En un país europeo, cierta tarde, muy lluviosa, un maquinista, lleno de fe en Dios, comenzando a accionar una locomotora con el tren repleto de pasajeros para un largo viaje, miró el cielo oscuro y repitió, con sentimiento la oración dominical.

El convoy recorrió leguas y leguas, dentro de una oscuridad densa, cuando en la noche, vio una luz de un farol iluminado, señales que le parecieron formados por la sombra de dos brazos angustiados que le pedían socorro.

Emocionado, hizo parar el tren, de repente, y, seguido por muchos viajeros, corrió por las vías del tren, procurando comprobar si estaban amenazados por algún peligro.

Después de algunos pasos fueron sorprendidos por una gigantesca inundación, que invadió la tierra con violencia, destruyendo el puente que el convoy tenía que atravesar.

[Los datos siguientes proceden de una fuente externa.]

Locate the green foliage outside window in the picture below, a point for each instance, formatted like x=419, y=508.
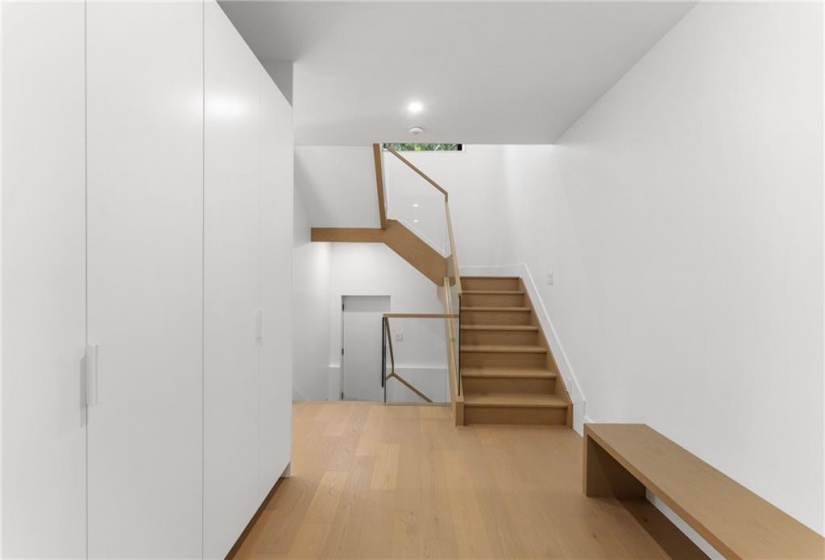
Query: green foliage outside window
x=425, y=147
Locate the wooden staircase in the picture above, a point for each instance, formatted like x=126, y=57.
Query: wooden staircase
x=508, y=373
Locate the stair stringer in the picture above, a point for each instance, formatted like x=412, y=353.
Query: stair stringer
x=401, y=240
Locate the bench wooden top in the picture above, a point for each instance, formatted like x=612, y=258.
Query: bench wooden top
x=734, y=520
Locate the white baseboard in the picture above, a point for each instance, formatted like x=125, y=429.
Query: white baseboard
x=680, y=524
x=565, y=368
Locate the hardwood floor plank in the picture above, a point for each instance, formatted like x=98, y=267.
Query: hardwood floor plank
x=384, y=482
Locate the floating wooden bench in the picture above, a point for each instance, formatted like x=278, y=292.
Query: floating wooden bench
x=622, y=460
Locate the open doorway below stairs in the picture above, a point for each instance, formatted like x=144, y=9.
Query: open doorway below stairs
x=361, y=346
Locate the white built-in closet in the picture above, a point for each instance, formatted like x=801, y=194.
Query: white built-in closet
x=146, y=271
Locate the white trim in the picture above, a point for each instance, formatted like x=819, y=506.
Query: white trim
x=562, y=360
x=680, y=524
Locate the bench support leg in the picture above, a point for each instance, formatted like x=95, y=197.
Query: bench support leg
x=604, y=476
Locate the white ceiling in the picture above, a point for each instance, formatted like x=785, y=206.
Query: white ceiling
x=486, y=72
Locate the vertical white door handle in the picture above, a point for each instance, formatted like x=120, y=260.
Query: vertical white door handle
x=259, y=327
x=92, y=387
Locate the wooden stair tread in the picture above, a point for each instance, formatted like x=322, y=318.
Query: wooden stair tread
x=499, y=328
x=514, y=400
x=504, y=349
x=508, y=373
x=493, y=292
x=517, y=309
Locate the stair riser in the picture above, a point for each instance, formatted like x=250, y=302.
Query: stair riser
x=503, y=359
x=472, y=385
x=500, y=338
x=495, y=318
x=514, y=415
x=502, y=284
x=493, y=300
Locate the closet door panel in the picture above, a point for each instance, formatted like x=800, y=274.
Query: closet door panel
x=145, y=235
x=231, y=284
x=44, y=280
x=277, y=157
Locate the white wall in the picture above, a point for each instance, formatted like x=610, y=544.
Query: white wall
x=364, y=269
x=682, y=219
x=310, y=321
x=473, y=178
x=338, y=185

El tren fue salvado milagrosamente.

Con infinita alegría el maquinista y los viajeros buscaron a la persona que les proporcionaron el aviso salvador, pero nadie apareció. Intrigados  continuaron en la búsqueda, cuando encontraron en el suelo un murciélago agonizando. El enorme volador batía las alas, en frente del farol, en forma de dos brazos agitados, y caía sobre los engranajes. El maquinista lo retiró con cuidado y cariño, mostrándoles a los pasajeros asombrados y narraba como oraba, ardientemente, invocando la protección de Dios, antes de partir. Él allí mismo, se arrodilló, ante el murciélago que acababa de morir, exclamando en voz alta:

“Padre Nuestro, que estás en el Cielo, santificado sea tu nombre, venga a nosotros Tu reino, sea hecha Tu voluntad, así en la Tierra como en el Cielo: danos hoy el pan nuestro de cada día, perdona nuestras deudas, así como nosotros perdonamos a nuestros deudores, no nos dejes caer en la tentación y líbranos del mal, porque tuyo es el reino, el poder y la gloria para siempre. Así sea.”

Cuando acabó de orar, una gran quietud reinaba en el paisaje. Todos los pasajeros, creyentes y no creyentes, estaban arrodillados, repitiendo la oración con amoroso respeto. Algunos lloraban de emoción y recogimiento, agradeciendo al Padre Celestial, que les salvara la vida, por intermedio de un animal que infunde tanto miedo a las criaturas humanas. Y hasta la lluvia paró, como si el cielo silencioso estuviera igualmente acompañando la sublime oración.

Meimei. Fuente: O Mensageiro.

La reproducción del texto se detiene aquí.